Implementations of few key topics from chapter 2 of the the book Advances in Financial Machine Learning by Marcos Lopez de Prado.

Overview

  1. 1_rolling.ipynb: Initial analysis and creating adjusted futures price.
  2. 2_bar.ipynb: Sampling observation and create tick, volume and dollar-traded bars.
  3. 3_analysis.ipynb: Some statistical tests on the bars created.

The subsections of the notebooks is structured as follows

1_rolling.ipynb:

  • 1.1 Basic EDA (Exploratory Data Analysis)
    • 1.1.1 Initial Analysis
    • 1.1.2 Checking the full dataset to see how its structured before rolling
  • 1.2 Rolling Futures Contracts
    • 1.2.1 Pandas Implementation - sample data
    • 1.2.2 Dask Implementation - sample data
    • 1.2.3 Rolling over entire dataset
    • 1.2.4 Plotting to check rolling adjustment

2_bar.ipynb:

  • 2.1 Tick Bar
  • 2.2 Volume Bar
  • 2.3 Volume Bar

3_analysis.ipynb:

  • 3.1 Weekly Count
  • 3.2 Serial Correlation
  • 3.3 Monthly subset
  • 3.4 Check for normality

Environment and Tools

Since the tick data has around 900 million rows of data, doing all the computation in memory using Pandas is hard. So for the first 2 part of the project (rolling and bar sampling) we'll be using Dask which is a python library for parallel and distributed computing. The reason why we are using Dask is so that we can write all the rolling and sampling code using Pandas and just use Dask it to scale it without having to change the code. This lets us easily analyze the data and create our analytics in Pandas and just scale it using Dask without changing any code.

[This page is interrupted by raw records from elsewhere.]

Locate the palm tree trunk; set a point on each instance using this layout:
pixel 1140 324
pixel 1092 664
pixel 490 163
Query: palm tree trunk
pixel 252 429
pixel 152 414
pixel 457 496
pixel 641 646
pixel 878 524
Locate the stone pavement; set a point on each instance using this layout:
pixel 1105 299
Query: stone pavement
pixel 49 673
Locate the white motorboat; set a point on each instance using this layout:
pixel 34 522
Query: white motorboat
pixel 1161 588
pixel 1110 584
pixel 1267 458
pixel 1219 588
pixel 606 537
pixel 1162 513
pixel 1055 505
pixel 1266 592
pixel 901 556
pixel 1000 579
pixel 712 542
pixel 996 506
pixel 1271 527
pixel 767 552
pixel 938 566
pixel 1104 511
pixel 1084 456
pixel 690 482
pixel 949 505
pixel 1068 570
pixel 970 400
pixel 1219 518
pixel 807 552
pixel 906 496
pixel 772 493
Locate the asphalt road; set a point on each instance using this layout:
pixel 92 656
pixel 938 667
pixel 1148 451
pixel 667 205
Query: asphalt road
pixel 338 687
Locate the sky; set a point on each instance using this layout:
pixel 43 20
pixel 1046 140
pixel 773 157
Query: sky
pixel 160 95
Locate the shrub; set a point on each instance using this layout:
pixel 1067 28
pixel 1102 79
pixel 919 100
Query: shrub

For this project all the data processing (including rolling, sampling, dask tasks) was done on my local machine (Intel i7 4 cores and 16GB RAM). The code has been run in Python 3.8 with the following packages

  • dask==2022.7.0
  • pandas==1.5.3
  • numpy==1.23.5
  • h5py==3.7.0
  • sklearn==1.2.1
  • scipy==1.10.0
  • statsmodels==0.13.5
  • matplotlib==3.7.0
  • plotly==5.9.0
  • seaborn==0.12.2